Medical home directs that practices must input data into electronic medical records systems, using software that includes disease management, electronic prescribing, laboratory test result tracking, automatic problem lists, referral history, diagnostic imaging, “point of care evidence-based decision support,” statistical analysis, patient registries, medication lists, reporting...” Medical home management also includes monitoring to ensure use of its “evidence-based medicine” and “clinical decision support tools” — making doctors, as Dr. Fogoros, M.D., wrote this weekend, like trained seals, forced to do what they’re told.

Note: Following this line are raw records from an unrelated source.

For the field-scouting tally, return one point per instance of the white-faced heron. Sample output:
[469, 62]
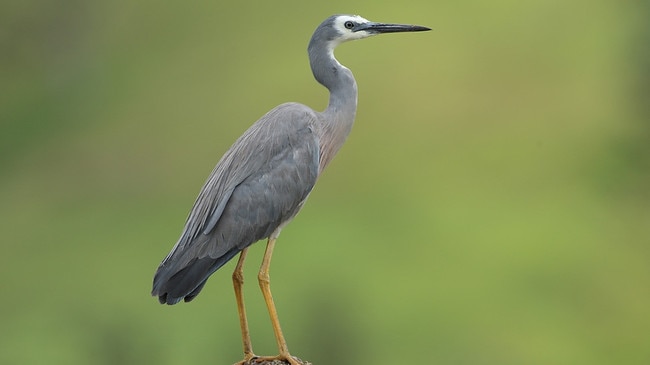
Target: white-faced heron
[264, 179]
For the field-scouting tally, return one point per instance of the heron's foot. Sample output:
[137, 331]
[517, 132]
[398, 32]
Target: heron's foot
[247, 359]
[273, 360]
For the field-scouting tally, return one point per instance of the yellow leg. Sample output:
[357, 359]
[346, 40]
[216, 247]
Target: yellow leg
[238, 282]
[265, 285]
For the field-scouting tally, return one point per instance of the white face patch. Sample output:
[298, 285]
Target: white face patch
[347, 34]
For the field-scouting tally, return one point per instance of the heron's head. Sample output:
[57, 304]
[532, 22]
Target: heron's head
[341, 28]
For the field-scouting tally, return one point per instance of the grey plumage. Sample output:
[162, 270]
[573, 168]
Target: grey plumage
[263, 180]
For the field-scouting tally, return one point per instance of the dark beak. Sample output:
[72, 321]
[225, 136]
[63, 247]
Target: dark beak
[377, 28]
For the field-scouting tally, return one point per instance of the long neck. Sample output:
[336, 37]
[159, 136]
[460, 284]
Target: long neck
[339, 115]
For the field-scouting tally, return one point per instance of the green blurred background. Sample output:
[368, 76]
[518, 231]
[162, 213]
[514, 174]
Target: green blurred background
[490, 207]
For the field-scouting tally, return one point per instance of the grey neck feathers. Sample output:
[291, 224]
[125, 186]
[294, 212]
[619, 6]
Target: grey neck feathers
[339, 116]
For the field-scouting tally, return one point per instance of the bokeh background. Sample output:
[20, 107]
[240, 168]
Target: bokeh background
[491, 205]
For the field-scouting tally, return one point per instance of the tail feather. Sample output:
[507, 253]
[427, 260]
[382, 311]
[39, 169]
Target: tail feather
[172, 284]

The medical home model not only determines fee schedules, it also directs physicians to supervise and manage the coordination of healthcare that patients receive, their prescriptions, labwork ordered, specialist referrals, etc. in accordance with CMS eligible disease lists. Medical homes necessitate “use of health [risk] assessments to characterize patient needs and risks; identify age, gender and medical condition appropriate preventive medicine services (including the management of obesity, diabetes, blood pressure or preventive health); and communication with the patient, family and caregivers for purposes of assessment and care decisions.” And on and on it goes for 42 pages.

It’s understandable to want to believe that healthcare coverage will mean we’ll all be able to get whatever care we want and it will all be paid for. But the past few days has revealed a different perspective of the medical homes that are being built for us.